Moving from data to insights to production is complicated, or it used to be. There is a new platform for hosting your trained machine learning models out in the cloud as a service, one that IBM relies on for its own Watson services: Watson Machine Learning (WML). Watson ML reduces the time and expertise needed to share insights from your models as API endpoints while providing metrics for measurement.
The new code pattern Create and deploy a scoring model to predict heartrate failure, demonstrates how to build an end-to-end application that utilizes a predictive machine learning model deployed into production. As you work through this example, you’ll wear a few different hats to accomplish this goal. First, as a data engineer using Python, Jupyter Notebooks, and Cloud Object Storage, you’ll learn how to import, explore, and clean data. Next, as a data scientist using Apache Spark, you’ll learn how to select features and build a pipeline for training, and evaluate a machine learning model. You’ll also work as a developer, deploying and consuming this predictive model as an API endpoint.
This code pattern demystifies the steps and tools necessary to move insights into production. Let’s take a quick look at the different roles:
- Data engineer
- Data scientist
The data engineer
You’re tasked with understanding, acquiring, and preparing data. During exploration, you discover first insights, uncover subsets in data and form hypotheses for hidden information. You’re transforming disparate data sources into a single format that can be used by modeling tools while selecting attributes, removing invalid data, and ensuring consistency across sources.
Importing and exploring data
The Data Science Experience, IBM’s Cloud IDE for data science, simplifies many of the tasks faced by wranglers of data today. Built on top of open source tools such as Jupyter, there is a familiar platform with some nice extras like connectors for a variety of data sources. Within a notebook, it only takes a single click to import data from Cloud Object Storage into an Apache Spark DataFrame. The code is written for you, the connection created and a variable set for use throughout the notebook.
The data scientist
With a dataset to work with, the data scientist works on modeling and evaluating the model against a problem domain. Here data is further prepared and normalized for input into a machine learning algorithm for training.

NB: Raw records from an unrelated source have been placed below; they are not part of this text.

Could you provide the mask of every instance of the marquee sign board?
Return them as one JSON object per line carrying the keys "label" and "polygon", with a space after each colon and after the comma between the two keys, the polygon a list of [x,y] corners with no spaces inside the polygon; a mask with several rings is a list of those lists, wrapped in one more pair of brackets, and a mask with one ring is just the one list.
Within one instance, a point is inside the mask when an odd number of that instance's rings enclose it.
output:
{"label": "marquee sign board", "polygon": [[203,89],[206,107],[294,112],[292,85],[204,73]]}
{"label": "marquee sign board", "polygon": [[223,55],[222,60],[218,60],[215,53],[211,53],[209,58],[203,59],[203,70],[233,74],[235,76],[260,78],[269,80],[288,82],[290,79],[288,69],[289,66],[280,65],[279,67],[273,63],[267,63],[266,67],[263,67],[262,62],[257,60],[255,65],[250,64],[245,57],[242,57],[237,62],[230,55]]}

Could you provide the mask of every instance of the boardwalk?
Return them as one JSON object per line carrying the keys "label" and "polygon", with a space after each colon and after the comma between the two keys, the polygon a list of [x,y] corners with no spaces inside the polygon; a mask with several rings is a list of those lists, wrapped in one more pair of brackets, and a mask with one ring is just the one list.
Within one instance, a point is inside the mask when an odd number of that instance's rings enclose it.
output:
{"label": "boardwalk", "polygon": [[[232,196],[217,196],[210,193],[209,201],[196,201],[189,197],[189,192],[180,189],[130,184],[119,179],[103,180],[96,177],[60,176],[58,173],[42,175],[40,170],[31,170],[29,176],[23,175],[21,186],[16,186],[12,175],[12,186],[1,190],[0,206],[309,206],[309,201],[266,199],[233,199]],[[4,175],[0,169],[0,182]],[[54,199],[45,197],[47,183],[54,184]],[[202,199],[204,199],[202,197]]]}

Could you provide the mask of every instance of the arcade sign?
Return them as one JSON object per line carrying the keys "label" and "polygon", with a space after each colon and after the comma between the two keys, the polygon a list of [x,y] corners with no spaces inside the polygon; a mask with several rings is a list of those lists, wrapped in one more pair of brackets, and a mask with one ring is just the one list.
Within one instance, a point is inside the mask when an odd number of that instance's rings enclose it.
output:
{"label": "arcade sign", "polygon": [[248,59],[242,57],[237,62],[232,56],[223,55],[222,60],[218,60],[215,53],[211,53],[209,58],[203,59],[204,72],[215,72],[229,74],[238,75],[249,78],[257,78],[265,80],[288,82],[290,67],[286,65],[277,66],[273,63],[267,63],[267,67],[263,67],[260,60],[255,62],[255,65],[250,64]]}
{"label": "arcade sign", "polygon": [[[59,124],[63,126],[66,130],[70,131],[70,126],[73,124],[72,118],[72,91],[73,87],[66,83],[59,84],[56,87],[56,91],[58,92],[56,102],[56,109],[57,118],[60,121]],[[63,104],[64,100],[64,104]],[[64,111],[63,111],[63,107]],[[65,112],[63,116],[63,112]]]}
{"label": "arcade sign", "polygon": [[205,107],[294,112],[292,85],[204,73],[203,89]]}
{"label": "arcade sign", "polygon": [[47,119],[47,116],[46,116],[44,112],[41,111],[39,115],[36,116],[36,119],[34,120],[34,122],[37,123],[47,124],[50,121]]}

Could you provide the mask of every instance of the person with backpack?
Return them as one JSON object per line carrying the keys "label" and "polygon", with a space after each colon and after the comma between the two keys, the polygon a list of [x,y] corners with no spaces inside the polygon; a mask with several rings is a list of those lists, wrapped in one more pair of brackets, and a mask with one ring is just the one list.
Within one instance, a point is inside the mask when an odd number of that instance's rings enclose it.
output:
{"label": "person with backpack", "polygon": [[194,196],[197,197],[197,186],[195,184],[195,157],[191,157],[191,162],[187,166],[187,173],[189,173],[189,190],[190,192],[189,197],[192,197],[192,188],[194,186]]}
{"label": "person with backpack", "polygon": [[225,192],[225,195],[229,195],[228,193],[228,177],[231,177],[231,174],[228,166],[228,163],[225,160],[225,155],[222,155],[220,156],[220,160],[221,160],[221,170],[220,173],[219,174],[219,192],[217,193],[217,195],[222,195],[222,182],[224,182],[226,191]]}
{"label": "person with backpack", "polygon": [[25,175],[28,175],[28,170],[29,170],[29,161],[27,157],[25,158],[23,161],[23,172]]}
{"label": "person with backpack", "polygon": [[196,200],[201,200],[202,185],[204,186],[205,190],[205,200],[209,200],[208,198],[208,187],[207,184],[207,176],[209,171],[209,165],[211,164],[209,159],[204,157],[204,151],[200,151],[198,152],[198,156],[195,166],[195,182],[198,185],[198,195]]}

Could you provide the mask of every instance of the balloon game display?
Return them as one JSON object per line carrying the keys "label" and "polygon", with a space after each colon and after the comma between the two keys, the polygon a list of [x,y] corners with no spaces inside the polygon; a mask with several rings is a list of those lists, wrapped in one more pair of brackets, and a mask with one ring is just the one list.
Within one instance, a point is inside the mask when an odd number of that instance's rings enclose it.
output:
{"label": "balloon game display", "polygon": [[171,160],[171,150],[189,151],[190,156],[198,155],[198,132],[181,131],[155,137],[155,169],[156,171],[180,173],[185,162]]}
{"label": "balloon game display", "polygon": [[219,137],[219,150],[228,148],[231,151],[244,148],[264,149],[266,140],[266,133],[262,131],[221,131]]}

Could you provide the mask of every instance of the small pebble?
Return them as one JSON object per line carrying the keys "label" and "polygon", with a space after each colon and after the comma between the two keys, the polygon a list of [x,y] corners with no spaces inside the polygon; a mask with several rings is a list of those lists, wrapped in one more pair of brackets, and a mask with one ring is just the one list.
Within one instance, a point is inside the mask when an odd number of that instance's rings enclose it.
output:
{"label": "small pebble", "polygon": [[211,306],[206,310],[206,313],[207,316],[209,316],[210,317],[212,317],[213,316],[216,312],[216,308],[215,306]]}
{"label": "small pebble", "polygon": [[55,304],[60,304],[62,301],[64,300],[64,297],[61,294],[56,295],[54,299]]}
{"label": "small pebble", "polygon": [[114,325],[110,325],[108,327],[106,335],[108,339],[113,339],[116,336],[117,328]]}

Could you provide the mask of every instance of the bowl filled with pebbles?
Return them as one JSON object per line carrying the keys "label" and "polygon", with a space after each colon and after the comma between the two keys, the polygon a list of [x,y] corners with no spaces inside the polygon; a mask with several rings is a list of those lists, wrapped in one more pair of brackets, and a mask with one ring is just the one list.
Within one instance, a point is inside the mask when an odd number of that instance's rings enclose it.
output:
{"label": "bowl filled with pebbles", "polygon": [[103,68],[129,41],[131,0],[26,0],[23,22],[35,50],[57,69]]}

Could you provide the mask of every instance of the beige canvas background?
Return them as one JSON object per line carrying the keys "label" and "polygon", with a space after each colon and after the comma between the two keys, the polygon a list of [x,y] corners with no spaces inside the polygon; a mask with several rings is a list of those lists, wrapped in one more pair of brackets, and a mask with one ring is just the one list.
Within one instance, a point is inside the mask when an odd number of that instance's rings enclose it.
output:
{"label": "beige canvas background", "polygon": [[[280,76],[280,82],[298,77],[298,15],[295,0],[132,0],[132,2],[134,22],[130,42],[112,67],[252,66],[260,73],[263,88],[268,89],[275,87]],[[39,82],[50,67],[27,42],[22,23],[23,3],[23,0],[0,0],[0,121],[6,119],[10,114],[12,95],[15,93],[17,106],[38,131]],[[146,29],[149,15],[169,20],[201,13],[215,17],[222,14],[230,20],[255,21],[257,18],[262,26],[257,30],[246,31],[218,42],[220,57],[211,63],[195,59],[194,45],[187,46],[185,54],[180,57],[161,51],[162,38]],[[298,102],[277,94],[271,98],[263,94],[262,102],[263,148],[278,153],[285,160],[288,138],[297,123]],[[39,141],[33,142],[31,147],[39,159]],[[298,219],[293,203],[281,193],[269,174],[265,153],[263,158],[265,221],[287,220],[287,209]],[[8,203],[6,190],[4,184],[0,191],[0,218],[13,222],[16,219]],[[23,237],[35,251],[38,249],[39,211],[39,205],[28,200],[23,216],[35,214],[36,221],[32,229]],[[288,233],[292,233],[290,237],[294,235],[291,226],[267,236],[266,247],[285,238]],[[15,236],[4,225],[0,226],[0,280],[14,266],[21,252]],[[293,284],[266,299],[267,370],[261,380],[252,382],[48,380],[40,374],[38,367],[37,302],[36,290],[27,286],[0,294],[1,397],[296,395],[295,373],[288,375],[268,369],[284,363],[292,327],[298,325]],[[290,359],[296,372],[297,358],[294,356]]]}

This additional preparation requires extensive understanding of machine learning algorithms, and tools, to ensure the input provides the best possible outcome. Extracting insights from data by creating a model is only one piece, the model needs to be continuously evaluated for accuracy as new data emerges, and validated against assumptions.
Building a ML pipeline
Pipelines have recently accelerated the discipline and adoption of machine learning, by bundling the task of transforming raw input into a format understandable by a trained model. A pipeline is just what it sounds like; a pipeline of tasks or transformations that occur to data before being piped into a trained model. A pipeline can take a set of features that are categorized and labeled with strings and convert them to integers. It can vectorize several features into a single feature, and perform an integer to string transformation. Because custom transformers can be created by developers to perform any number of actions the possibilities are limitless. Data as it flows through a pipeline undergoes several transformations, arriving at a format that can be passed to a machine learning model; another step within the pipeline.
Before pipelines it was extremely difficult to quickly deploy models for consumption, each model required the app or the caller to perform all the transformations on the input data before calling the model. When you train a model with a pipeline, the transformations are baked into the model. There’s no need to perform any data transformations prior or after calling the model.
After a model is selected and it’s determined that it achieves the defined business objectives, it’s usually thrown over the wall to a development team. Developers are asked to build the infrastructure to support the model, and any applications an end user would use to gain insights from the model. As you can imagine, this is a very diverse technology stack and requires a diverse domain of expertise.
Persisting and deploying the model as a service
The Watson Machine Learning service simplifies many of the infrastructure demands. It provides a hosting environment for trained models, while exposing the API endpoints so you can focus more on the user experience. Watson ML is accessible through API calls, and a web-based dashboard, for saving, deploying, and monitoring models.
Put on your data engineering, data scientist, and developer hats, and accelerate your path to production and insights with the Create and deploy a scoring model to predict heartrate failure code pattern. Download the data, deploy the app, and revel in the simplicity of Watson ML and IBM’s Data Science Platform.